Generative Probabilistic Image Colorization
This addresses the challenge of generating diverse and realistic colorizations for line-drawing images, which is useful for artists and designers, though it is incremental as it builds on existing diffusion models.
The paper tackles the ill-posed problem of colorizing line-drawing images by proposing a diffusion-based generative method that produces multiple candidate colorizations, avoiding mode collapse without extra constraints or re-training, and it performed well on color-conditional generation and practical tasks like inpainting.

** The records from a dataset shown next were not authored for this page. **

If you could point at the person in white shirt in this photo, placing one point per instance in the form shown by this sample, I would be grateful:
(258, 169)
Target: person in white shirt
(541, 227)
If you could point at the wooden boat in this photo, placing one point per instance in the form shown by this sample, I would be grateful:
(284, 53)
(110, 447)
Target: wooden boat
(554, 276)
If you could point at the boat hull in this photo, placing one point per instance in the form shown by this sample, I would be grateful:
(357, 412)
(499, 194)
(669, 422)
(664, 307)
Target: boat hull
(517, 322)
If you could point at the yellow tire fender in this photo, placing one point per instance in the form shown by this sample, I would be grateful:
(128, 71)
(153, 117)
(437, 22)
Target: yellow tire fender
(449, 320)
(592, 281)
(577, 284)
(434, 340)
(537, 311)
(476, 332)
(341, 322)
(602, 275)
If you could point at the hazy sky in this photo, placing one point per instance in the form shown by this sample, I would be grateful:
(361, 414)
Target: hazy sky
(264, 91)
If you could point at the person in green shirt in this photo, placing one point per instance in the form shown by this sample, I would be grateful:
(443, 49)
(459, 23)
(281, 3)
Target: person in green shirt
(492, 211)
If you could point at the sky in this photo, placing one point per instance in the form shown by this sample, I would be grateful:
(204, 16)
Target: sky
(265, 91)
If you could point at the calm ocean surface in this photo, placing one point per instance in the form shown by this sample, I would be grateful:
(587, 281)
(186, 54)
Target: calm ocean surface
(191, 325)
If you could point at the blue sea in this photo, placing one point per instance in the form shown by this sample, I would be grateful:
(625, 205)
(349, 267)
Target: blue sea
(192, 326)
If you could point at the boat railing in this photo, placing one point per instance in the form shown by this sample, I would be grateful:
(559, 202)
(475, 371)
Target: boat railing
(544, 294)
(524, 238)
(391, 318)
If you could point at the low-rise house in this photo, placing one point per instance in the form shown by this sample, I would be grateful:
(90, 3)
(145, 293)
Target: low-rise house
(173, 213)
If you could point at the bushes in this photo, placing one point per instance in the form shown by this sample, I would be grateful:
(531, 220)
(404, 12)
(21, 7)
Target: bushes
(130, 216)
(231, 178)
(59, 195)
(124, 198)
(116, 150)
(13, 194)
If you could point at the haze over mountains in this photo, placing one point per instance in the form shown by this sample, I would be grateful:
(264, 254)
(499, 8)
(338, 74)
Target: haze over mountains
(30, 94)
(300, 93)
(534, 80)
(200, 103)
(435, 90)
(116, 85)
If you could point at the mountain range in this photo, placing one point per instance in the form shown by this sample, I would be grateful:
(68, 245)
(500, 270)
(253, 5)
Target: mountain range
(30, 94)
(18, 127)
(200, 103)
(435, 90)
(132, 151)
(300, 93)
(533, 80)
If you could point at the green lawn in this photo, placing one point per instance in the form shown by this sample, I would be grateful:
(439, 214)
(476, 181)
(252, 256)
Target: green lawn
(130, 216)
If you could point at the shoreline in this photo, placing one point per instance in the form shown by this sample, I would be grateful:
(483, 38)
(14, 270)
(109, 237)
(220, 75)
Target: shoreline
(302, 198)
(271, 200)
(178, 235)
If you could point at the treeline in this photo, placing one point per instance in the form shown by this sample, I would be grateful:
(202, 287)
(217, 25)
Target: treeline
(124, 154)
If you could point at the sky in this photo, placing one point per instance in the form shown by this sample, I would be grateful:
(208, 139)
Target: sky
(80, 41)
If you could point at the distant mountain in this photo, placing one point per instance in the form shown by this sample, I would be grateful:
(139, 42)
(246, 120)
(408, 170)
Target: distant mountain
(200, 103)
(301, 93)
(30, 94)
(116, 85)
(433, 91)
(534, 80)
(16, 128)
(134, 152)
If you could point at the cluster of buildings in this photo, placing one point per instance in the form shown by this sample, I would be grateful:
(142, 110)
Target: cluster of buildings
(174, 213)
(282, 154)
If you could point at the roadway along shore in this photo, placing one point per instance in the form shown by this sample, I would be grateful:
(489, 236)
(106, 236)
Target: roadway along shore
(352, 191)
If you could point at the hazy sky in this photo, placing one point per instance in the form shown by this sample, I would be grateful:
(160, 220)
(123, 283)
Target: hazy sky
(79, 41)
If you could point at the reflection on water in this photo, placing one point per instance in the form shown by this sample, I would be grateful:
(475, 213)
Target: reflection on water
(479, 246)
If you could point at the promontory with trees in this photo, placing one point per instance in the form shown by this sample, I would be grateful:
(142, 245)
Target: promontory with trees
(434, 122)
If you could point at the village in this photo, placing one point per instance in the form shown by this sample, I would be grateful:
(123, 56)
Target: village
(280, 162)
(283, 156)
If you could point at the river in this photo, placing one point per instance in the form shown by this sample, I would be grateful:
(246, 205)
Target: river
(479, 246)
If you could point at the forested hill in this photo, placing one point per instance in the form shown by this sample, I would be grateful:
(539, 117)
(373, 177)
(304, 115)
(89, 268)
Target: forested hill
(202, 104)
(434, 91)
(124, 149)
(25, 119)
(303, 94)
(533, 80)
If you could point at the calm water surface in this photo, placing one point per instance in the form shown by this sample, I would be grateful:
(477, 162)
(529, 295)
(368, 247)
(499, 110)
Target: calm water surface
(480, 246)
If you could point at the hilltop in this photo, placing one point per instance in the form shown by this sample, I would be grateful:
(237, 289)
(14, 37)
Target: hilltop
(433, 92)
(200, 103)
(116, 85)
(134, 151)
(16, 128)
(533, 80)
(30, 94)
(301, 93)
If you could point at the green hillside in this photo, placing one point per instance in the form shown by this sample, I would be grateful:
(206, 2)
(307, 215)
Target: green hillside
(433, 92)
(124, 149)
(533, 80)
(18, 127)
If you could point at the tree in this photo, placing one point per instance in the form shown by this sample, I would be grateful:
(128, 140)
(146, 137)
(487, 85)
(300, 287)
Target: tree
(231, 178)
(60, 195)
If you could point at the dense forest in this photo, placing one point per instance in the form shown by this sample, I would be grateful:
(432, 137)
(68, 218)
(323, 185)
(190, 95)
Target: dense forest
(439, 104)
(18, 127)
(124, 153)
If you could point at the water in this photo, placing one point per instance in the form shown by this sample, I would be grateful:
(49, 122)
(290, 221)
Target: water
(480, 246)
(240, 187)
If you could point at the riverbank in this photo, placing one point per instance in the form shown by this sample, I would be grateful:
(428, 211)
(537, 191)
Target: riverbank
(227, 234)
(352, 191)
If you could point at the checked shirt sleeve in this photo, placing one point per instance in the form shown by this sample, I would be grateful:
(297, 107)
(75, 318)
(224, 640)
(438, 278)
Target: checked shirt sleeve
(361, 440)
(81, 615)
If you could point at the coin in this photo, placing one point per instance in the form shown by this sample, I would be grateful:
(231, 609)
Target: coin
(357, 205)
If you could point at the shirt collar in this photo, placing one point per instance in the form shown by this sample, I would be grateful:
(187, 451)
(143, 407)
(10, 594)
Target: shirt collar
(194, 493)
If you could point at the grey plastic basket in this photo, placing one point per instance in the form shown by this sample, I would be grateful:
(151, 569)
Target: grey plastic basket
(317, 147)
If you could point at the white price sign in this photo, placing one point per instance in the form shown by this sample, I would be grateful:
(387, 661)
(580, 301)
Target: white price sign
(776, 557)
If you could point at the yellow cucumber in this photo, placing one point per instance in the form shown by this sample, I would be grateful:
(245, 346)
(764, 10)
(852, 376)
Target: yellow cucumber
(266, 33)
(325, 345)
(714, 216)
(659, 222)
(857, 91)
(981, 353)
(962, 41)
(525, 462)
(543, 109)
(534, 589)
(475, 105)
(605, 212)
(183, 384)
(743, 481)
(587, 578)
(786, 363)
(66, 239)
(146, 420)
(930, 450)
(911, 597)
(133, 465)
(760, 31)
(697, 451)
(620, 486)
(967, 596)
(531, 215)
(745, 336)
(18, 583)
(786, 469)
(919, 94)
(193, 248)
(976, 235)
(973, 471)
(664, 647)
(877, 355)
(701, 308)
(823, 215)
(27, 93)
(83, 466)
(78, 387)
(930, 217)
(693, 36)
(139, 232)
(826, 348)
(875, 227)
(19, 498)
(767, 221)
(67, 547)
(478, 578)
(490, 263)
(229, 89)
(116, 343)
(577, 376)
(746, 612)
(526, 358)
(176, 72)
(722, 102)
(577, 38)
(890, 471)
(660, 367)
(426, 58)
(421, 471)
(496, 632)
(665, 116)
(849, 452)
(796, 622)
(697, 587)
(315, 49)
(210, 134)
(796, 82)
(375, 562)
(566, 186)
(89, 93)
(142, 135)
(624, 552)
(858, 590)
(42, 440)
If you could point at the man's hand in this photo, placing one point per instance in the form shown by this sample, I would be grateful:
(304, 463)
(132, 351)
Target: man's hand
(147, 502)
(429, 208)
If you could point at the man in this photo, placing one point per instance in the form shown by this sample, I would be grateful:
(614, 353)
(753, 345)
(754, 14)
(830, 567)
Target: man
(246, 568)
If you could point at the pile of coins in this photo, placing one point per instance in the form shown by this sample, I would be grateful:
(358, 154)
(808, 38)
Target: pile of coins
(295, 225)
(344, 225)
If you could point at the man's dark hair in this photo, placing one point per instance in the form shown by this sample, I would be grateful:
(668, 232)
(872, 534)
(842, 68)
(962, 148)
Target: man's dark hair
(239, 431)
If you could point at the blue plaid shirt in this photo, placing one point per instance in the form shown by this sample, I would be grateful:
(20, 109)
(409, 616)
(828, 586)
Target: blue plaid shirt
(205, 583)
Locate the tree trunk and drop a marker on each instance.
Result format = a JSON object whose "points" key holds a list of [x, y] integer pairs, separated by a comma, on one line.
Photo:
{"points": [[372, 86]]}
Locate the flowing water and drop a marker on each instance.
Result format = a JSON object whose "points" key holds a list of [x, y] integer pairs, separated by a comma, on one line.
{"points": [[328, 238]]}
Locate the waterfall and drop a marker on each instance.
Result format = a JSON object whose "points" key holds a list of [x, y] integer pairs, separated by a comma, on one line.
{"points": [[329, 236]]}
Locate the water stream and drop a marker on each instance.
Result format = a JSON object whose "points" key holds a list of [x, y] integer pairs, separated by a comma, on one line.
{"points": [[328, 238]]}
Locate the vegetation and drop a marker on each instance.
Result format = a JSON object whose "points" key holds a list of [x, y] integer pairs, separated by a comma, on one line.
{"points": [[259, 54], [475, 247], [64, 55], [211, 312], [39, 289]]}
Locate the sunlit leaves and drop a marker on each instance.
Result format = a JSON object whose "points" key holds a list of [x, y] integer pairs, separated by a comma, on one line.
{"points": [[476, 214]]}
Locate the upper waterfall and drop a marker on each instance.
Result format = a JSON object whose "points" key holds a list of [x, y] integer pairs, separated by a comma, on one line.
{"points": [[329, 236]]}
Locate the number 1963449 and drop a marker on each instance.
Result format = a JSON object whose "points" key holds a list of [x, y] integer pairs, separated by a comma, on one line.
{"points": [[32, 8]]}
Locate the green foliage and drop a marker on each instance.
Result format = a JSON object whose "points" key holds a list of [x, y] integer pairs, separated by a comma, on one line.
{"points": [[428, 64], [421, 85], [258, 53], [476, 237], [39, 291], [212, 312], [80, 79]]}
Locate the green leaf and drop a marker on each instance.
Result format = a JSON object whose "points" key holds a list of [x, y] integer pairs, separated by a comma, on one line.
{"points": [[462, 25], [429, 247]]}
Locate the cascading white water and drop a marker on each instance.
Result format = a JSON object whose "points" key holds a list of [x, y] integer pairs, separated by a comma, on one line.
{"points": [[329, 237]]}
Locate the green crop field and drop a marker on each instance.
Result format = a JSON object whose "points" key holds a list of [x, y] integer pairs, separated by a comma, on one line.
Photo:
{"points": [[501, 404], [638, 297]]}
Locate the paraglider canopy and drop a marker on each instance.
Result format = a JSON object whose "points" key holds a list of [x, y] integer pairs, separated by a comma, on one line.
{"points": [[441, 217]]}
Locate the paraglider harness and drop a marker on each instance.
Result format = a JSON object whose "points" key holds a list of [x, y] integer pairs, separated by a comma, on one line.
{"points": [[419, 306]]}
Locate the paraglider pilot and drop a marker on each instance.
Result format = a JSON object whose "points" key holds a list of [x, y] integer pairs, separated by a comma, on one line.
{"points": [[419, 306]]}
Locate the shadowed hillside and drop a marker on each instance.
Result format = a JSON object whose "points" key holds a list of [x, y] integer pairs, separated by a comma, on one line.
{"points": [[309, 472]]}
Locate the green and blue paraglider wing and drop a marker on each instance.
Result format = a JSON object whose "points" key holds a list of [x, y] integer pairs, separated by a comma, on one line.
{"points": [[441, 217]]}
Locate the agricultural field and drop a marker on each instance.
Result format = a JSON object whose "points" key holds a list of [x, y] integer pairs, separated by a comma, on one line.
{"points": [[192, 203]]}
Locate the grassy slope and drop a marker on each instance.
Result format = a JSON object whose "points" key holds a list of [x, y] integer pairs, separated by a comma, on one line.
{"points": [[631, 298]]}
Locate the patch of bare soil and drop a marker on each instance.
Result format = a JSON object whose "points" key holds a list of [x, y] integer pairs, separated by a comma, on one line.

We propose Generative Probabilistic Image Colorization, a diffusion-based generative process that trains a sequence of probabilistic models to reverse each step of noise corruption. Given a line-drawing image as input, our method suggests multiple candidate colorized images. Therefore, our method accounts for the ill-posed nature of the colorization problem. We conducted comprehensive experiments investigating the colorization of line-drawing images, report the influence of a score-based MCMC approach that corrects the marginal distribution of estimated samples, and further compare different combinations of models and the similarity of their generated images. Despite using only a relatively small training dataset, we experimentally develop a method to generate multiple diverse colorization candidates which avoids mode collapse and does not require any additional constraints, losses, or re-training with alternative training conditions. Our proposed approach performed well not only on color-conditional image generation tasks using biased initial values, but also on some practical image completion and inpainting tasks.